Pour les défenseurs d’une Europe sociale, la réponse ne peut passer par une allocation universelle financée par une taxation des géants du numérique. Elle doit au contraire s’appuyer sur un renforcement des services publics, une protection renforcée des travailleurs et une régulation stricte des plateformes.
« L’Europe a les moyens de montrer qu’un autre modèle est possible. Mais pour cela, il faut refuser les sirènes du libéralisme et investir massivement dans l’éducation, la santé et la transition écologique. Le revenu universel, dans sa version actuelle, n’est qu’un leurre. »
Conclusion d’un débat qui dépasse les clivages traditionnels
Le revenu universel, tel que promu par la Silicon Valley, n’est pas une solution, mais une illusion dangereuse.
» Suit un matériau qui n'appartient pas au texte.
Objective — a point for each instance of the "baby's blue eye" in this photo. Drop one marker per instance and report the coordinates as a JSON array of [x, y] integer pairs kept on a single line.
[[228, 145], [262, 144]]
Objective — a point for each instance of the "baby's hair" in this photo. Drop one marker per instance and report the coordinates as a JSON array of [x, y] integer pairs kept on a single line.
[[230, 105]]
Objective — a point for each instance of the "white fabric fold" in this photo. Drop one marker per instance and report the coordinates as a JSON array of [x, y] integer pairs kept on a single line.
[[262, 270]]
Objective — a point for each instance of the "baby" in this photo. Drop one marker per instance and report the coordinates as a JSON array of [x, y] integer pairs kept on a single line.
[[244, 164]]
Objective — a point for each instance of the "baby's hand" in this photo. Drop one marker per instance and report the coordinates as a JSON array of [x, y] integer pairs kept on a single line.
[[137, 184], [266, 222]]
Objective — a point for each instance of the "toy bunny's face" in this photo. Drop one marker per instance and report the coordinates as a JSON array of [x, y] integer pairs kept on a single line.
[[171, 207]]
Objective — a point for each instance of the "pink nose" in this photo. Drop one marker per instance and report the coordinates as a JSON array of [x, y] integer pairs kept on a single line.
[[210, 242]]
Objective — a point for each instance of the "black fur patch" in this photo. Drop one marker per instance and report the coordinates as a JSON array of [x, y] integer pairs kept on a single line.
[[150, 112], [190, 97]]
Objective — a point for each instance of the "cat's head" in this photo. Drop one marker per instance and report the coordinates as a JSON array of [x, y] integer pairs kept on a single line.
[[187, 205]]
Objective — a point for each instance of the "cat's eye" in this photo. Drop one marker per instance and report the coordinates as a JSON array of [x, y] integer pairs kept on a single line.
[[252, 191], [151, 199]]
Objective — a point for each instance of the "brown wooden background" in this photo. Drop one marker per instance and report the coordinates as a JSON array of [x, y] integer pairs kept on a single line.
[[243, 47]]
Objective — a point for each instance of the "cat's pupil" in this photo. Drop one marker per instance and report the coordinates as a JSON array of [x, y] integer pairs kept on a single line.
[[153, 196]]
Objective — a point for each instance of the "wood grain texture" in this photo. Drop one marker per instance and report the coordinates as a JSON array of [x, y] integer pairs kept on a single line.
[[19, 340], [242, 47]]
Il reflète l’incapacité des élites politiques et économiques à imaginer un modèle de développement alternatif, fondé sur la justice sociale et la durabilité. En France comme aux États-Unis, la jeunesse en colère a bien compris que cette proposition, loin de résoudre les crises, ne fait que les aggraver.
Pourtant, le débat reste ouvert. Et dans un contexte où les inégalités explosent et où les services publics se dégradent, la tentation de se raccrocher à des solutions miracles grandit. Mais une chose est sûre : le revenu universel ne pourra jamais remplacer une politique ambitieuse de redistribution, de protection des travailleurs et de régulation des géants du numérique.
La question n’est plus de savoir si la société est prête à accepter ce changement, mais quand elle décidera enfin de reprendre le contrôle.